Het KCE bestudeerde de organisatie van deze zorg in vijf landen: Duitsland, Engeland, Finland, Frankrijk en Nederland. Het stelt nu een aantal mogelijkheden voor om de aanpak van OSAS in België te hervormen. Het komt erop neer dat thuisdiagnose best zoveel mogelijk wordt aangemoedigd, tenzij bij vermoeden van een ‘complexe’ OSAS,
De financiering van diagnose en behandeling moet ook aan deze nieuwe aanpak worden aangepast
Langdurige follow-up door de huisarts
Vandaag kunnen enkel artsen-specialisten in een slaaplaboratorium OSAS diagnosticeren en langdurig behandelen. Het KCE beveelt aan om de huisartsen hier een grotere rol te laten spelen. Zij zouden bij een vermoeden van een OSAS een slaaptest moeten kunnen voorschrijven. Het stellen van de diagnose op basis van het slaaptracé blijft wel best door een arts-specialist gebeuren.
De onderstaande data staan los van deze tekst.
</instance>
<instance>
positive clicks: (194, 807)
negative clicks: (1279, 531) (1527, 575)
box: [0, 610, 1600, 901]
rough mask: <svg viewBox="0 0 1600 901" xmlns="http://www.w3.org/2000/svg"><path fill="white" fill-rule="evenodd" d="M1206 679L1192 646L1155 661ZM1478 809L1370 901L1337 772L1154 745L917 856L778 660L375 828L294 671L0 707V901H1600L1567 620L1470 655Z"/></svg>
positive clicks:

Huisartsen zouden echter ook mee de behandeling moeten kunnen opvolgen, met o.a. de jaarlijkse verlenging van de CPAP, als alles goed verloopt.
Telebewaking
In de bestudeerde Europese landen gebruikt men voor het opvolgen van de CPAP-behandelingen vaak telebewaking: de slaapgegevens van de patiënt (aantal apneus, aantal gebruiksuren, technische problemen, enz.) worden geëncrypteerd en overgemaakt aan een arts. Zo kunnen eventuele problemen snel worden opgespoord en verholpen (bv. apneus ondanks behandeling, masker laat lucht door, enz.) en kan men regelmatig nagaan of de patiënt zijn apparaat wel degelijk gebruikt (tenminste 4 uur/nacht).
Bewaking op afstand wordt in ons land echter zelden gedaan. Het KCE beveelt dan ook aan om er meer gebruik van te maken. Hiervoor moet ook een vergoeding worden voorzien.
Een kader voor privé bedrijven
Een aantal slaaplaboratoria besteden momenteel een deel van hun taken (instellen en onderhouden van het CPAP-apparaat, registreren van gegevens) uit aan privé dienstenbedrijven. Het KCE beveelt aan om voor deze bedrijven een nauwgezet wettelijk kader en accreditatiecriteria vast te leggen. De bedrijven die daaraan voldoen, zullen dan op basis van een medisch voorschrift kunnen werken. Ze zullen ook door de mutualiteiten worden terugbetaald, in plaats van door het ziekenhuis, zoals nu het geval is.